Bodohnya aku tak menyadarinya sedari tadi dan baru terbesit saat rian berkata seperti itu jika pergi dengan aji malam ini pasti ada sesuatu hal yang aneh yang akan kami lakukan. Tapi bagaimanapun juga aku sudah terlanjur mengiyakan ajakanya dan mudah – mudahan bukan sesuatu yang seperti aku perkirakan. Mungkin aku bisa sedikit melihatnya. Tapi tidak. Karena aku hanya manusia biasa dan aku telah bersumpah untuk itu.

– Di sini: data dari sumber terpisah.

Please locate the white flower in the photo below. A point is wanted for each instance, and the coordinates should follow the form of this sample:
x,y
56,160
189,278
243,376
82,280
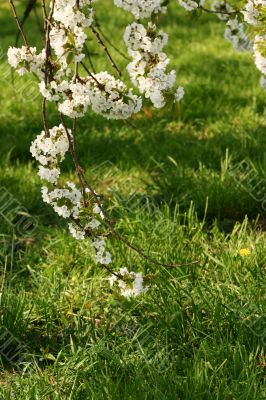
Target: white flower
x,y
133,289
235,34
179,94
26,59
224,9
49,174
52,149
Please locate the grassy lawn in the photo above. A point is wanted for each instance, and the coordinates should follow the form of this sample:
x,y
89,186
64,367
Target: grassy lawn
x,y
184,185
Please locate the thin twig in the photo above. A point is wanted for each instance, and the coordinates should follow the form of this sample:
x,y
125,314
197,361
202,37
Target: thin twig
x,y
99,40
18,23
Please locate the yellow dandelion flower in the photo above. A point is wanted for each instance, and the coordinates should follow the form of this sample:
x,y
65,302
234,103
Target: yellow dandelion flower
x,y
244,252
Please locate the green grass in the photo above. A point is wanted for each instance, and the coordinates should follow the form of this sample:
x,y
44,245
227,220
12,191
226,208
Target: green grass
x,y
172,184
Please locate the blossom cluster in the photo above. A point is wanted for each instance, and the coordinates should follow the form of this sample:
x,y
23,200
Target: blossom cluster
x,y
234,31
255,15
49,151
191,5
131,285
148,70
26,59
105,94
68,36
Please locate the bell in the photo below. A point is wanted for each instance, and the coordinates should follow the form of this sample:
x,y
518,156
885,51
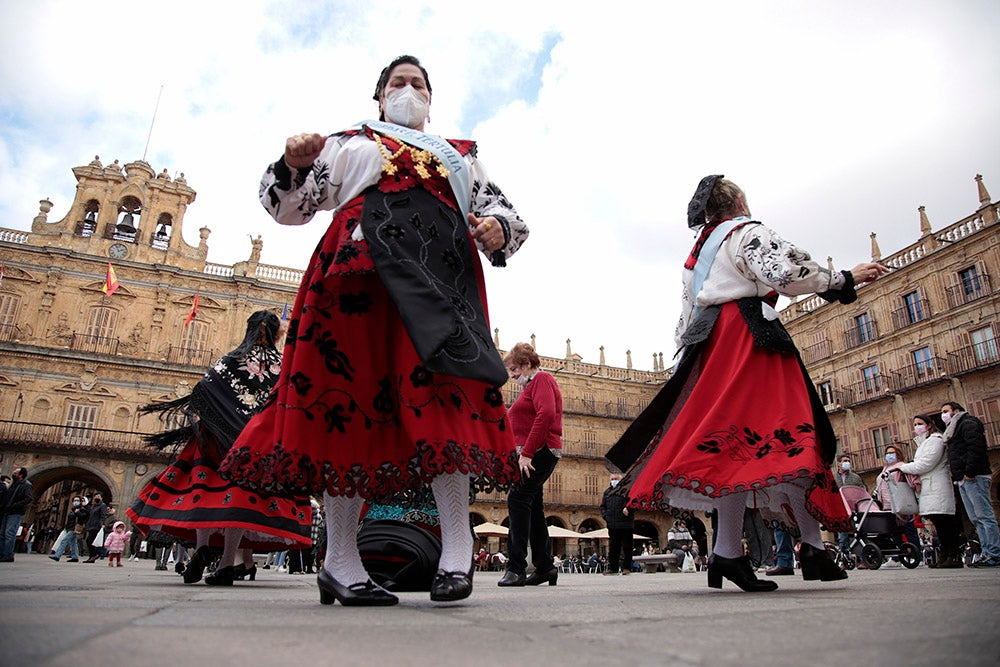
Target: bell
x,y
125,226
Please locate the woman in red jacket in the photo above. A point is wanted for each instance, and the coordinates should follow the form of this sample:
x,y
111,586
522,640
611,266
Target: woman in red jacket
x,y
536,420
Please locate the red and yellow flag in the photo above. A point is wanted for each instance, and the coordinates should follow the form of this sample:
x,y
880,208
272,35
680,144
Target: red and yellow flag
x,y
194,310
110,282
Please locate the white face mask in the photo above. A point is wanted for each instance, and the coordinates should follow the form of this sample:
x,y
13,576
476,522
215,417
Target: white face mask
x,y
406,107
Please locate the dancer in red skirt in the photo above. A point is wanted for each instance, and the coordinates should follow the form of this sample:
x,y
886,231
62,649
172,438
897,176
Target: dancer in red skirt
x,y
390,379
189,500
739,423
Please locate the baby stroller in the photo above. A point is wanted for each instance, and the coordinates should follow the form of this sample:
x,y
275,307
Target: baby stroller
x,y
876,532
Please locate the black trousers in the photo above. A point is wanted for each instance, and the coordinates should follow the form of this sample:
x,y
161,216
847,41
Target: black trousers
x,y
620,548
527,517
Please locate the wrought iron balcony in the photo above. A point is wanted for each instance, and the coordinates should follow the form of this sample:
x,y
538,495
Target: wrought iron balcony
x,y
859,335
96,344
968,291
816,351
974,357
82,439
911,314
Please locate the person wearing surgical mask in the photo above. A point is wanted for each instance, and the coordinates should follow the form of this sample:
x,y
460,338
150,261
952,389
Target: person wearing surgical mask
x,y
936,497
894,458
390,379
536,421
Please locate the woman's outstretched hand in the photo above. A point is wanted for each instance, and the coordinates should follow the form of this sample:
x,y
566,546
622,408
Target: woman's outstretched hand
x,y
303,149
868,271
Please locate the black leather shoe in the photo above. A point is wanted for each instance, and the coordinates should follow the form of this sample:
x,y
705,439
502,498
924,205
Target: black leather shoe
x,y
224,576
368,594
451,586
242,572
737,570
511,578
818,564
196,566
537,578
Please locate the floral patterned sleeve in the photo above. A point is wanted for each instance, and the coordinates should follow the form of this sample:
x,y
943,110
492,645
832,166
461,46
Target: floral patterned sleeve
x,y
488,199
293,196
767,258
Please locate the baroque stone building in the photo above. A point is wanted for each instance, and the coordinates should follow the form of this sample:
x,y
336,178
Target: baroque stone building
x,y
76,362
923,334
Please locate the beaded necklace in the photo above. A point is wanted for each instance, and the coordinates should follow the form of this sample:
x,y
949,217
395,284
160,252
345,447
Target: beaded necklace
x,y
421,159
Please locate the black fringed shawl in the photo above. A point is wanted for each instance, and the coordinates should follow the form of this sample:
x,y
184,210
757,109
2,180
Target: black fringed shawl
x,y
230,392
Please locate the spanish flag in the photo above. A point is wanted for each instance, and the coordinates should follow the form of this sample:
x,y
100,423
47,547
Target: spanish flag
x,y
194,310
111,282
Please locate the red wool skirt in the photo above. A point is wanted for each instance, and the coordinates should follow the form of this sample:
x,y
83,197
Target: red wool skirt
x,y
191,495
743,422
355,412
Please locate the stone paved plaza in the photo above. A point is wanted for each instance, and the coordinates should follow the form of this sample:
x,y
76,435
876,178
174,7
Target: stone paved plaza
x,y
80,615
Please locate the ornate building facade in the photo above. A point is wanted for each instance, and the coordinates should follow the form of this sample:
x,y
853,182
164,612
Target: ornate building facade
x,y
78,360
924,334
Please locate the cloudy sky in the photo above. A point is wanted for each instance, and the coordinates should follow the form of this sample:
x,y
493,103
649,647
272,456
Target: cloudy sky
x,y
837,118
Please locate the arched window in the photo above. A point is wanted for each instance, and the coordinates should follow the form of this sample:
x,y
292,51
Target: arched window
x,y
88,225
8,315
40,411
127,225
100,333
194,345
164,229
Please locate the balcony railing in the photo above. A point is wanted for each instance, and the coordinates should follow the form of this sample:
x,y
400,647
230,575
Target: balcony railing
x,y
860,334
190,356
911,314
968,291
872,389
974,357
817,351
77,438
932,369
96,344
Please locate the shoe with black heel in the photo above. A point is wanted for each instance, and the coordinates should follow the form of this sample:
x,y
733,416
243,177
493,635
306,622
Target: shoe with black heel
x,y
511,578
196,566
242,572
537,578
224,576
818,565
737,570
451,586
368,594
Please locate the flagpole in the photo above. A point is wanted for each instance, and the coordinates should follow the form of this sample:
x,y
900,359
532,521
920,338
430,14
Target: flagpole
x,y
150,135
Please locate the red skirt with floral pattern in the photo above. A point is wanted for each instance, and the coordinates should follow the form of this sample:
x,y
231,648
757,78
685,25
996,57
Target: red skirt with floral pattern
x,y
355,412
190,495
743,422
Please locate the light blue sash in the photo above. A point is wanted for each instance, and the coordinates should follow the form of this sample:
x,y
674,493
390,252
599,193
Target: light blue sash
x,y
707,256
445,152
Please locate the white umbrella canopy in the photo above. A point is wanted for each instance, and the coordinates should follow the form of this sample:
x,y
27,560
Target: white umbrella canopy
x,y
562,533
485,529
602,534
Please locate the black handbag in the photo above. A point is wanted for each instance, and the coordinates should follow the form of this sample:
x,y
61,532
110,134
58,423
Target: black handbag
x,y
399,556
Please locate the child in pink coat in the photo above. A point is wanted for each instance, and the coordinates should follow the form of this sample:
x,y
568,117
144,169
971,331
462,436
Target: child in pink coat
x,y
115,544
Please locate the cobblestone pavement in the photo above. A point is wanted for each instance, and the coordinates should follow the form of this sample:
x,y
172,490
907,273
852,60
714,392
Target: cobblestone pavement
x,y
89,614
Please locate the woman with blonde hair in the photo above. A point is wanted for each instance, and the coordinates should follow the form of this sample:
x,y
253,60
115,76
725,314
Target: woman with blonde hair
x,y
739,423
536,420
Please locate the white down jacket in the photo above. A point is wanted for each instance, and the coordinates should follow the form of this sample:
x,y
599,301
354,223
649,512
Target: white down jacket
x,y
937,494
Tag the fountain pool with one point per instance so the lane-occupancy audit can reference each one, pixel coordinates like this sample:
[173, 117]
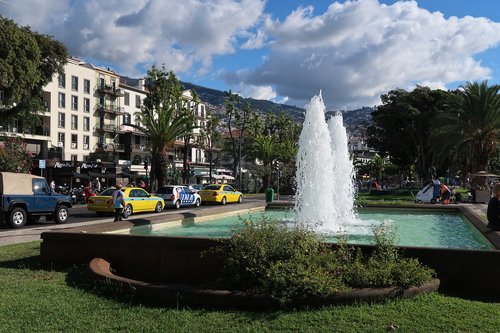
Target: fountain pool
[412, 228]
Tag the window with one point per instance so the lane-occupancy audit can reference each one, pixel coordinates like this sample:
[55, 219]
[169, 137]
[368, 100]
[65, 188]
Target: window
[40, 186]
[74, 122]
[86, 105]
[102, 82]
[126, 118]
[86, 86]
[74, 141]
[60, 139]
[62, 80]
[86, 140]
[86, 123]
[61, 120]
[74, 83]
[74, 103]
[62, 100]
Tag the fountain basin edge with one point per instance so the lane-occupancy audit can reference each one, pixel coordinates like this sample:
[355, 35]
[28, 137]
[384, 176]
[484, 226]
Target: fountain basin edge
[190, 295]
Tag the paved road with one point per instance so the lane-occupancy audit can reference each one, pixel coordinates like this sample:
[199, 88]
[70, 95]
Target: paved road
[80, 216]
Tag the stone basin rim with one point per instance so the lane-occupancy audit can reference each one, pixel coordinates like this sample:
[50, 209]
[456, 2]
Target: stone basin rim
[191, 295]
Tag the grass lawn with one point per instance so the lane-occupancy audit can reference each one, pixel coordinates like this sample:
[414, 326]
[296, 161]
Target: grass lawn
[34, 298]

Tanpa terasa malam sudah menjelang dan adzan isya sudah berakhir hampir tiga puluh menit yang lalu saat aku melangkahkan kaki untuk menuju ke rumah pak dion dan meminta maaf padanya atas apa yang telah aku lakukan padanya dimalam itu. Sedikit ada rasa penasaran sebenarnya apa yang terjadi selama aku tidak sadarkan diri saat itu dan mungkin pak dion mau menceritakanya.
DEG
Langkahku tiba – tiba terhenti saat aku melihat ke depan. Karena didepanku dan tepat berada ditengah jalan kini berdiri sesosok laki – laki tua tanpa pakaian dengan celana hitam. Dan dari jarak ini aku bisa mengenalnya. Dia adalah laki – laki tua yang malam itu membuatku tidak sadarkan diri dengan wajah mengerikanya di jendela rumah rian. Jangankan berlari. Bahkan menggerakkan bibir untuk berteriak minta tolong tubuhku ini tidak sanggup. Tapi aku menyadari satu hal. Ini bukan efek dari ketakutan kaena jika ketakutan setidaknya aku bisa bergerak dan lari dari sini dengan secepat – cepatnya. Apa ini?? Kenapa dia sengaja menahanku disini?? Apa yang akan dia lakukan?? Dan siapa sebenarnya dia??